Der Europäische Wirtschafts- und Sozialausschuss (EWSA) hat Trabert und seinen Verein „Armut und Gesundheit" vergangene Woche für ihren gesellschaftlichen Einsatz ausgezeichnet. Der EWSA ist ein beratendes Organ der Europäischen Union, in dem auch Gewerkschaften und Arbeitgeberverbände vertreten sind. Der Mainzer Verein teilt sich die 23 000 Euro Preisgeld mit einer finnischen Stiftung.

Gerhard Trabert hat „Armut und Gesundheit" 1998 gegründet. Der Verein kümmert sich um die medizinische Versorgung armer und sozial benachteiligter Menschen in Mainz. Dabei steht die Behandlung von Obdachlosen besonders im Vordergrund.

Arztmobil durch Popstarspende

Mit ihrem Arztmobil fahren Trabert und sein Team regelmäßig durch die Stadt und checken die auf der Straße lebenden Menschen durch. „Wir stoßen auch auf gravierende Krankheiten wie Tuberkulose", erzählt der Allgemein- und Notfallmediziner. Die Infektionskrankheit sei ein sehr verlässlicher Armutsindikator.

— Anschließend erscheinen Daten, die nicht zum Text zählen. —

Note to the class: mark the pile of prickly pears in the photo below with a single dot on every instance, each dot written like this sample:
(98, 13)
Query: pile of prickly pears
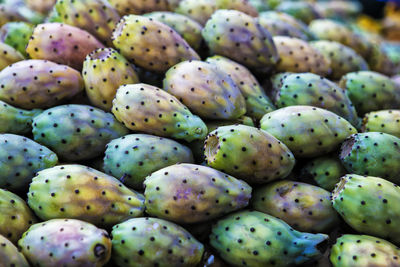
(199, 133)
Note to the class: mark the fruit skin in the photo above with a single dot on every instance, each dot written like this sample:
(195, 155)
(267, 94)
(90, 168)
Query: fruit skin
(248, 153)
(307, 131)
(371, 91)
(188, 193)
(154, 242)
(79, 192)
(364, 251)
(303, 206)
(257, 102)
(76, 132)
(369, 205)
(61, 43)
(15, 218)
(20, 159)
(133, 157)
(372, 153)
(151, 44)
(56, 242)
(206, 90)
(248, 44)
(31, 84)
(148, 109)
(253, 238)
(104, 71)
(385, 121)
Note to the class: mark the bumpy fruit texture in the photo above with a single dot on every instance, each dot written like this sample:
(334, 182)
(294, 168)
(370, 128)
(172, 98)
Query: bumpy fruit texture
(371, 91)
(313, 90)
(364, 251)
(15, 217)
(240, 37)
(151, 241)
(385, 121)
(133, 157)
(343, 58)
(205, 89)
(83, 193)
(95, 16)
(253, 238)
(188, 193)
(66, 242)
(187, 27)
(61, 43)
(151, 44)
(36, 83)
(248, 153)
(20, 159)
(303, 206)
(372, 153)
(369, 205)
(104, 71)
(307, 131)
(148, 109)
(76, 132)
(257, 102)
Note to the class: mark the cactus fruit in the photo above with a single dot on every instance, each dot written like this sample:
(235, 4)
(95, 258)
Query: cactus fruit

Trabert zeigt ein Foto von Gregor aus Polen, einem Obdachlosen mit Erfrierungen an Händen und Füßen. „Ich hatte ein sehr inniges Verhältnis zu Gregor, er ist letztes Jahr verstorben", sagt der Mediziner leise. Seine Stimme hebt sich wieder, als er von Phil Collins erzählt. Der Popstar habe mit einer großzügigen Spende von 200 000 Dollar an die Caritas das Mainzer Arztmobil finanziert.

Ambulanz ohne Grenzen

Neben dem Arztmobil hat „Armut und Gesundheit" 2013 auch eine medizinische Ambulanz in der Zitadelle aufgebaut. Dort kümmern sich 25 Ärzte und fünf Krankenschwestern kostenlos um Patienten. Sie empfangen unter anderem Menschen, die nicht krankenversichert sind, weil sie kein Dach über dem Kopf haben, oder Ausländer, die keinen Anspruch auf Sozialleistungen in Deutschland haben.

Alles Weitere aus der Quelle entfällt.